Testing Hardy‐Weinberg Equilibrium

reference：Allele Frequencies and Hardy‐Weinberg Equilibrium，Summer Institute in Statistical Genetics 2013，Module 8，Topic 2，66

Why should we test HWE locus?

When a locus is not in HWE, then this suggests one or more of the Hardy-Weinberg assumptions is false.
Departure from HWE has been used to infer the existence of natural selection, argue for the existence of assortative(non‐random) mating, and infer genotyping errors.

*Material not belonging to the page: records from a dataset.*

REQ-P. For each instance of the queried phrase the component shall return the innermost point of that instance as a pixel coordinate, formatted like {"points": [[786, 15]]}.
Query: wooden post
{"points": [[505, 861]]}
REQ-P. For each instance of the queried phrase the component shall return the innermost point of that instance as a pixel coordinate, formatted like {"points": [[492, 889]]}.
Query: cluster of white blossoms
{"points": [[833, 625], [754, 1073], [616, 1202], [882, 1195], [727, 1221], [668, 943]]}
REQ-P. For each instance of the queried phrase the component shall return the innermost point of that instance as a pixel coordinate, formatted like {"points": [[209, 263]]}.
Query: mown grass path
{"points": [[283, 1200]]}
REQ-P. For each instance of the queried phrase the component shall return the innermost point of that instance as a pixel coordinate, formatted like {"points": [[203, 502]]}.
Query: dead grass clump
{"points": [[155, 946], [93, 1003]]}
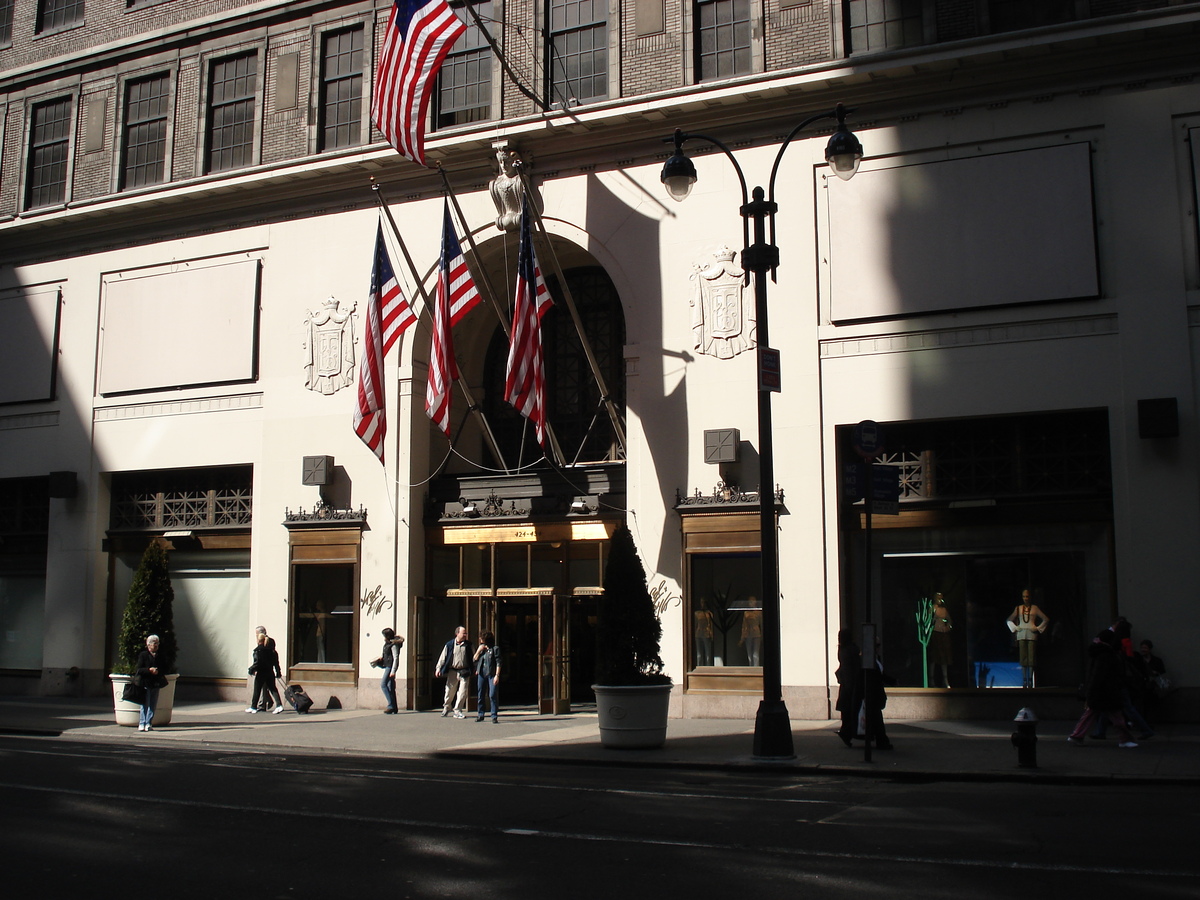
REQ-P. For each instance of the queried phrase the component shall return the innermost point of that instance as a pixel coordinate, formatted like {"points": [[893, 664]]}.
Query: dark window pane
{"points": [[49, 141], [232, 112], [341, 85], [723, 39], [144, 149], [465, 83], [58, 13]]}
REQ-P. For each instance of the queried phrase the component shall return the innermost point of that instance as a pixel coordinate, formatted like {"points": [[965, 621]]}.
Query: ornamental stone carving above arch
{"points": [[721, 323], [329, 347]]}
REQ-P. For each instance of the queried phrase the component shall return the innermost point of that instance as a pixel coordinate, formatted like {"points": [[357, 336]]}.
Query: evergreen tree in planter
{"points": [[628, 628], [149, 612]]}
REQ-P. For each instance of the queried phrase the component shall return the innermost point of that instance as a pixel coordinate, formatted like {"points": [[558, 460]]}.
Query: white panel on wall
{"points": [[30, 345], [195, 324], [985, 231]]}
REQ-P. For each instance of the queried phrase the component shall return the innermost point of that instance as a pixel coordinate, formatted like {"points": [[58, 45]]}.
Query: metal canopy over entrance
{"points": [[535, 586]]}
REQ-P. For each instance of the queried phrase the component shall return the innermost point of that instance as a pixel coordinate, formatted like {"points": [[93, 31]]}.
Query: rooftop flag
{"points": [[526, 382], [388, 317], [420, 34]]}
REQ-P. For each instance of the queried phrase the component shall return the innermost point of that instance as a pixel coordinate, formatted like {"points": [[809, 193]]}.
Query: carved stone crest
{"points": [[329, 347], [720, 322], [507, 190]]}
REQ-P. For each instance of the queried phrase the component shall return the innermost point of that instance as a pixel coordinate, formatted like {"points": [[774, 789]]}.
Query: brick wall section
{"points": [[286, 135], [652, 63], [798, 35], [522, 47], [189, 118], [94, 171]]}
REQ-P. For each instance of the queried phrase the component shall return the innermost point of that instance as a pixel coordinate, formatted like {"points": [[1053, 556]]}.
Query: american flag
{"points": [[388, 317], [420, 34], [456, 297], [526, 384]]}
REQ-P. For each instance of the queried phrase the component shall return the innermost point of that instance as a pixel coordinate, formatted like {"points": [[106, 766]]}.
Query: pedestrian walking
{"points": [[487, 677], [1102, 691], [389, 661], [265, 669], [455, 664], [151, 677]]}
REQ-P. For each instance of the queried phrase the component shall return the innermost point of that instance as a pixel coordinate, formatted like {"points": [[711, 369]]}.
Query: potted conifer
{"points": [[633, 693], [149, 611]]}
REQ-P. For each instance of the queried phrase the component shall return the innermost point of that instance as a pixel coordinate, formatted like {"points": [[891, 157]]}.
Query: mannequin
{"points": [[1027, 622], [751, 635], [703, 637]]}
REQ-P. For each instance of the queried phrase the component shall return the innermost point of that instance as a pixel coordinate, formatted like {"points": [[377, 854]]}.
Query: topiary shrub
{"points": [[149, 612], [628, 628]]}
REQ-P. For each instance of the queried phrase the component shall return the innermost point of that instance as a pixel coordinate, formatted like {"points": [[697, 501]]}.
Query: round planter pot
{"points": [[633, 718], [129, 713]]}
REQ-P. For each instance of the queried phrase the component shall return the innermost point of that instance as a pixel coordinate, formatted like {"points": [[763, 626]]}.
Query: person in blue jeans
{"points": [[487, 676], [389, 661], [150, 673]]}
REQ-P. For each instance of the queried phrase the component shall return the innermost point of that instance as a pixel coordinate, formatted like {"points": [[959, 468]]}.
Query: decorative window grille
{"points": [[144, 148], [465, 83], [723, 39], [1053, 455], [184, 498], [49, 138], [341, 89], [232, 88]]}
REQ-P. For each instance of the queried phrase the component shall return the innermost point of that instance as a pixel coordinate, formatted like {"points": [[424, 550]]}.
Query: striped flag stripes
{"points": [[389, 316], [420, 34], [525, 385]]}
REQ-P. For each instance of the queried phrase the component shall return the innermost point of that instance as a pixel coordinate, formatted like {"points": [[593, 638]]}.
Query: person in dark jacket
{"points": [[847, 673], [389, 661], [151, 676], [1102, 690], [487, 676], [265, 670]]}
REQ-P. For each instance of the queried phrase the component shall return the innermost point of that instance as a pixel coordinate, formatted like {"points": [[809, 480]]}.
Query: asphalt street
{"points": [[107, 819]]}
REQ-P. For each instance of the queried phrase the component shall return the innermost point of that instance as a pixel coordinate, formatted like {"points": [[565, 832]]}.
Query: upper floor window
{"points": [[1014, 15], [341, 89], [5, 22], [875, 25], [49, 138], [144, 138], [58, 13], [577, 51], [723, 39], [465, 84], [232, 90]]}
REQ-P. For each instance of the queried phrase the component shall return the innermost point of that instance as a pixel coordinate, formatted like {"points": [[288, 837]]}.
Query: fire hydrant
{"points": [[1025, 738]]}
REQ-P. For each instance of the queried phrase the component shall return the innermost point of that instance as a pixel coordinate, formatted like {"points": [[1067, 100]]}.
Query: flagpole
{"points": [[613, 415], [489, 436]]}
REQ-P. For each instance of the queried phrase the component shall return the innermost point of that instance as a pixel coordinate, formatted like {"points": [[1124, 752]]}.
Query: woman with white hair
{"points": [[150, 675]]}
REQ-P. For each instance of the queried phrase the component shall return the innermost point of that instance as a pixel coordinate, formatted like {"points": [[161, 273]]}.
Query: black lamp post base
{"points": [[773, 732]]}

Two popular way to test HWE

Chi‐Square test

Exact test

Chi-square test

Testing procedures:

Compares observed genotype counts with the values expected under Hardy‐Weinberg for a locus with two alleles, in which $p=p(A)=(n_{Aa}+2n_{AA})/2n$

the expected is calculated from:

	'A'(p)	'a'(q)	TOTAL
'A'(p)	AA( $p^{2}$ )	Aa(pq)
'a'(q)	Aa(pq)	aa( $q^{2}$ )
			n

test statistic:

$X^{2}=\sum_{genotypes}\frac{(observed count-expected count)^2}{expected count}=n(\frac{4n_{AA}n_{aa}-n^{2}_{Aa}}{2n_{AA}+n_{Aa}(2n_{aa}+n_{Aa})})^{2}\sim \chi^{2}_{1}$

$df=(2-1)\times (2-1)=1$

When to use?

the expected count should be at least 5 in every cell.
If allele frequencies are low, and/or sample size is small, and/or there are many alleles at a locus, this may be a problem.

Exact test

The Hardy‐Weinberg exact test is based on calculating probabilities P(genotype counts | allele counts) under HWE.

$P(n_{Aa}|n_{A},n_{a},HWE)=\frac{n!}{n_{AA}!n_{Aa}!n_{aa}!}\frac{2^{n_{Aa}}n_{A}!n_{a}!}{(2n)!}$

To get the p‐value, sum the probabilities of all configurations with probability equal to or less that the observed configuration.

Compare two tests

The exact test is always conservative; the chi-square test can be either conservative or anticonservative.
Exact Test should be preferred: smaller sample sizes and/or multiallelic loci, since the chi-square test is prima facie not valid in these cases
(rule of thumb: must expect at least 5 in each cell)
The coarseness of Exact Test means it is conservative.